How to set different styles in scatter plot?

hi,

import pandas as pd
import pygmt
df = pd.read_csv("https://github.com/mwaskom/seaborn-data/raw/master/penguins.csv")
df.species = df.species.astype(dtype="category")
cb_annots = list(df.species.cat.categories)
region = pygmt.info(
    data=df[["bill_length_mm", "bill_depth_mm"]],
    per_column=True,  
    spacing=(3, 2),)
fig = pygmt.Figure()
fig.basemap(
    region=region,
    projection="X10c/10c",
    frame=[
        "xafg+lBill length (mm)",
        "yafg+lBill depth (mm)",
        "WSen+tPenguin size at Palmer Station",],)
pygmt.makecpt(
    cmap="inferno",
    series=(df.species.cat.codes.min(), df.species.cat.codes.max(), 1),   
    color_model="+c" + ",".join(cb_annots),)
fig.plot(    
    x=df.bill_length_mm,
    y=df.bill_depth_mm,    
    size=df.body_mass_g * 7.5e-5,    
    fill=df.species.cat.codes.astype(int),    
    cmap=True,   
    no_clip=True,
    style="cc",    
    transparency=0,)
fig.colorbar()
fig.show()

How can I provide diffrent styles for each scatter plot?

Thank you

Hello @Idontknow_007,

you can change the symbol used for plotting by adjusting the style parameter. For example, to get squares instead of circles (style="cc"), use

style="sc",  # s for squares, c for centimeters

For an overview of the available symobls, please have a look at Basic geometric symbols — PyGMT.

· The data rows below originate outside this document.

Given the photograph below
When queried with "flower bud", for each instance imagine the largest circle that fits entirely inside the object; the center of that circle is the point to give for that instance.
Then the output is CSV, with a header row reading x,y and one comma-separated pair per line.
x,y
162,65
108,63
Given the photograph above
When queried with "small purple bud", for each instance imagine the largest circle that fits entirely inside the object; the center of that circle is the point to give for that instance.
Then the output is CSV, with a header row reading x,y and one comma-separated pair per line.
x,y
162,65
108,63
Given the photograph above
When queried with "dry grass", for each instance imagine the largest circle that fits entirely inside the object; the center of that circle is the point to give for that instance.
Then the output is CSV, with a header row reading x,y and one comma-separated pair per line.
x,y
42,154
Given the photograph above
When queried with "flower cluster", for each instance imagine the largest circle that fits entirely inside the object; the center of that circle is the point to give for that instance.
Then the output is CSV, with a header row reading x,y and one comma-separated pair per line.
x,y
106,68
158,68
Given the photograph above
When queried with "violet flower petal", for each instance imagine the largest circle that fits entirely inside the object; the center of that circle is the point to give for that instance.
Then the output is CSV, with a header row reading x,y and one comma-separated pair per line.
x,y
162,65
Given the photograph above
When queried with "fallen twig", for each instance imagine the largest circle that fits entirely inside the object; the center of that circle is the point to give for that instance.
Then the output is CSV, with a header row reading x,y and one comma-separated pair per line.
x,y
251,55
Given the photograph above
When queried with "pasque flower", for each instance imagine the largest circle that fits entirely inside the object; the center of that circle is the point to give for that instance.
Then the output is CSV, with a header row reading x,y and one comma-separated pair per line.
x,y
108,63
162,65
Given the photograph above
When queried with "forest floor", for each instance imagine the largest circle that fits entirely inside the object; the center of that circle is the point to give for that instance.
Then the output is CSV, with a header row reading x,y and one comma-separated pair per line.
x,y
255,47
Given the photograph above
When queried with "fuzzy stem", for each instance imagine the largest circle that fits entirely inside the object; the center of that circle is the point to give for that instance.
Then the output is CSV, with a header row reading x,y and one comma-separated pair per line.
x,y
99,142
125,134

Thank you @yvonnefroehlich .
I was looking to provide different styles for each group.
E.g., square, circle and traingle for three different groups…

Ah, OK - I am sorry, I missunderstood your questions.

You can filter the pandas dataframe based on the different species and assign symbols for the different species, e. g.,:

# Set up dictionary for asign symbols to the different species
dict_style = {"Adelie": "c", "Chinstrap": "d", "Gentoo": "s"}

# Go through all species and plot them with the desired symbol
for group in ["Adelie", "Chinstrap", "Gentoo"]:
    fig.plot(    
        x=df[df["species"]==group].bill_length_mm,
        y=df[df["species"]==group].bill_depth_mm,    
        size=df[df["species"]==group].body_mass_g * 7.5e-5,    
        fill=df[df["species"]==group].species.cat.codes.astype(int),    
        cmap=True,   
        no_clip=True,
        style=f"{dict_style[group]}c",    
    )

1 Like

Great, thank you @yvonnefroehlich . Appreciate it.